Indexes
RootDB is currently in development and therefore this documentation may be a bit out of date for the actual algorithms and structures used, but for the most part will be up to date with the main branch of RootDB.
There are many articles and videos about what indexes are, some good, some bad. So I will not go into the science or practicalities of what indexes do or benefits, but for the purposes of this page all you need to know is that an index is just a data structure that lets databases find where a specific row is being stored in the database. For exmaple, you might have a million rows and each row has a User_ID. If you want to find where User_ID=500,000 is, the naive way is to go through each row to see if the User_ID matches the one we want and return that row. Obviously, this is not a good way to do this because we want to avoid having to look through rows as much as we can because there is a cost to looking at a row and with a million rows these cost add up. Indexes lets the databases take the specific value from a column we want to find and in a much more efficient way locate where it needs to look for this row and go to just that place to retrieve the row.
RootDB as of this writing uses B+Trees for its indexes. One of the best visualizations for what B+Trees do can be found on this Website.
A simple way of thinking what a B+Tree is: A binary tree but instead of 2 children it has N children.
So why do we want N children? The most obvious answer is that it makes finding keys much faster because we have to jump through less nodes to find where the key is stored. Another great property is that in a B+Tree all the key-values are stored in the leaves and the leaves are all equal distance away from the root. Maintaining this balance increases complexitiy in code but the benefits are much greater than using Binary trees. B+Tree may be more complicated to implement but most popular databases use some variation of BTrees to implement their indexes because the benefits heavily outweight any negatives.
The one purpose of a B+Tree is to store in our case Key-Value pairs. What kind of Key-Value pairs? The key is the value in the column for whatever row we want to find it may be the ID row or it may be some other unique column value. The value is simply a number, this number happens to be a number that our database understands how to use to locate the physical location of where this row is stored. In order for our database to retrieve rows it has to read the actual data file and parse these rows and then compare the column to the one we want. As you can see this is a O(n) type search. B+Tree lets us skip reading the entire file and simply jump to the point in the file where this row is stored and read that row value to return to the user.
The time complexity for searching, inserting, and deleting values from a B+Tree is O(logn). This is quite good and allows us to more efficiently query rows or ensure that a value is actually unique in a table.

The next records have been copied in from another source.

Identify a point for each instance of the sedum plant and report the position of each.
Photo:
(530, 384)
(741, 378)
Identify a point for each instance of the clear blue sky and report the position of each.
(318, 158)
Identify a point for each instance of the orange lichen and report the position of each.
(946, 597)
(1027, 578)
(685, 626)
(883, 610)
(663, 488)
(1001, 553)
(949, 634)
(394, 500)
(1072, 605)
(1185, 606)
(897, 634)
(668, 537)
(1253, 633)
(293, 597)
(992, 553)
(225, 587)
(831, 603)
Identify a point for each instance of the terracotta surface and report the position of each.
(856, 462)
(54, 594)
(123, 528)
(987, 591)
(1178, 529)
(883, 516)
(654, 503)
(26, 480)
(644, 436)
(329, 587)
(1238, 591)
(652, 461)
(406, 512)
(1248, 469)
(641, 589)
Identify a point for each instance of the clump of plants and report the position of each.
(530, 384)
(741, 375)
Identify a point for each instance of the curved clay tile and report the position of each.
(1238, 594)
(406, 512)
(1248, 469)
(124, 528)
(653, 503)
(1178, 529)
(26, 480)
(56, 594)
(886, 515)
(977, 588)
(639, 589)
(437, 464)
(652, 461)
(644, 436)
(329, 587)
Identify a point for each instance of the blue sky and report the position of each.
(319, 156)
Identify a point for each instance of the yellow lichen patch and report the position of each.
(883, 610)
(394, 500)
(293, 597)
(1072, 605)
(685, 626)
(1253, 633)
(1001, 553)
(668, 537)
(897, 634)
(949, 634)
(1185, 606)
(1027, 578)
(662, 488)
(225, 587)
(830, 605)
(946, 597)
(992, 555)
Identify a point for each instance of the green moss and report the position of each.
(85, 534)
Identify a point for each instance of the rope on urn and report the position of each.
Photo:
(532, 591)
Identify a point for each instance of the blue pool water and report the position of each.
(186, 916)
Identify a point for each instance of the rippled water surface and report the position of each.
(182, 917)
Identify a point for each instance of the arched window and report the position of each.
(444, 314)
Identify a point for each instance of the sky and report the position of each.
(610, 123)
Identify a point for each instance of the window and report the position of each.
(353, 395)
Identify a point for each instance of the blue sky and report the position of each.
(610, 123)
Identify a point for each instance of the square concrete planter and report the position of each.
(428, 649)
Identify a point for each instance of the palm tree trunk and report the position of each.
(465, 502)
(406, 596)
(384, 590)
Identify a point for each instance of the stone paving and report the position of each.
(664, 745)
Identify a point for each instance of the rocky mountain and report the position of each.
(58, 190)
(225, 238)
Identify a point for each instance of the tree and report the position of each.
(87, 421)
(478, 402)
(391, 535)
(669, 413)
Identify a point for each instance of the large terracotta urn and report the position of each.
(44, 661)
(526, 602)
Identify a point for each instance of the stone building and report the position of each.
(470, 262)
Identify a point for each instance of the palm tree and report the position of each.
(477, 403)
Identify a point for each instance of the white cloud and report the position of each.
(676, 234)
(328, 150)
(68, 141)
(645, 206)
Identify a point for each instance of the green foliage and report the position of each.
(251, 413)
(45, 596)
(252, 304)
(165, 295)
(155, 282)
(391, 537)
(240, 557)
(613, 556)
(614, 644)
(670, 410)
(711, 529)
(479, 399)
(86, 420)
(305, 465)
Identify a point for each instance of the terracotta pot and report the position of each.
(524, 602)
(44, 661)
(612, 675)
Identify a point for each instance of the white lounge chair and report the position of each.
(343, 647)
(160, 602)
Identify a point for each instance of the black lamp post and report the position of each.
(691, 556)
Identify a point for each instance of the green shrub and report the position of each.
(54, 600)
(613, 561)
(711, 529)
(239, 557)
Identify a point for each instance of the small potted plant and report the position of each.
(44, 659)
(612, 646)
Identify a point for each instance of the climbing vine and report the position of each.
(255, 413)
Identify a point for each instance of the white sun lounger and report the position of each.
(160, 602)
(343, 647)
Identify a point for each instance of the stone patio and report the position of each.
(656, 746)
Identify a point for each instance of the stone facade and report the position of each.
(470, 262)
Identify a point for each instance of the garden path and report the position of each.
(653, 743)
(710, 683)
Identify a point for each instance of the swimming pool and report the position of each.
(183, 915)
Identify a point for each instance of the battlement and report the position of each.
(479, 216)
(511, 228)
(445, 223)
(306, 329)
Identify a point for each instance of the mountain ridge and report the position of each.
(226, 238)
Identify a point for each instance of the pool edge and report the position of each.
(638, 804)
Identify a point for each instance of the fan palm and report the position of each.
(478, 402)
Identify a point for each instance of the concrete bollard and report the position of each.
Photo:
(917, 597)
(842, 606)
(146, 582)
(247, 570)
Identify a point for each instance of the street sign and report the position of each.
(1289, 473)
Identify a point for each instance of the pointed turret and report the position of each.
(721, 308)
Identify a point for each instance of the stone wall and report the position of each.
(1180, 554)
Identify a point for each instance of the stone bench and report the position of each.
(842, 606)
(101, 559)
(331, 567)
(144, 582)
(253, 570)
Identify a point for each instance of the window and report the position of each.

For RootDB the current implementation of the B+Tree is Int64:Int64 Key-Value pairs. Since all the actual data is stored within the leaf nodes of the B+Tree we can then simply store the leaves in a file to make this tree persistent. A simple way to do this would simply be convert each node into some bytes and write this to the file, and that’s exactly how RootDB does it. Every database write in RootDB is of size 4096, this seems like an arbitrary number but it’s simply a nice number to work with when writing and reading from files if you want to know more about this number you can head to the File Format page to understand this. Therefore, our B+Tree is simply a list of leaf nodes stored in a file that is read on startup and creates the B+Tree to use.
We know that all the important information is stored in the leaves. These leaves are then connected as a singly linked list so starting from the first leaf all the way to end you can retrieve every single location for each row in the database as linked from the key. These Key-Value pairs are sorted in each node to make accessing them faster in the nodes, but the leaves are also sorted because this is a recursive structure and if one node is sorted all the nodes must be sorted. Therefore, every Key is sorted and this lets us do some fancy operations like retrieving all rows less than a certain Key or maybe all the ones greater and we can do this because we can just walk through the leaf nodes collecting all the values that satisfy our Key comparison.
It isn’t all upsides though, having a B+Tree introduces some complexity into the code and requires every transaction to update the index if it is impacted. That’s why they always say to only index the necessary columns because each index requires its own overhead and incurs a cost to maintaining this data structure.
B+Tree will remain the main way of maintaining indexes and small changes to how the data is stored might occur but the general goal of B+Tree make them too worthwile to switch to another structure such as a skip list. That isn’t to say there may be other structures introduced that compete with the B+Tree but these will mainly be supplemental for very specific purposes that the B+Tree may not be as efficient with.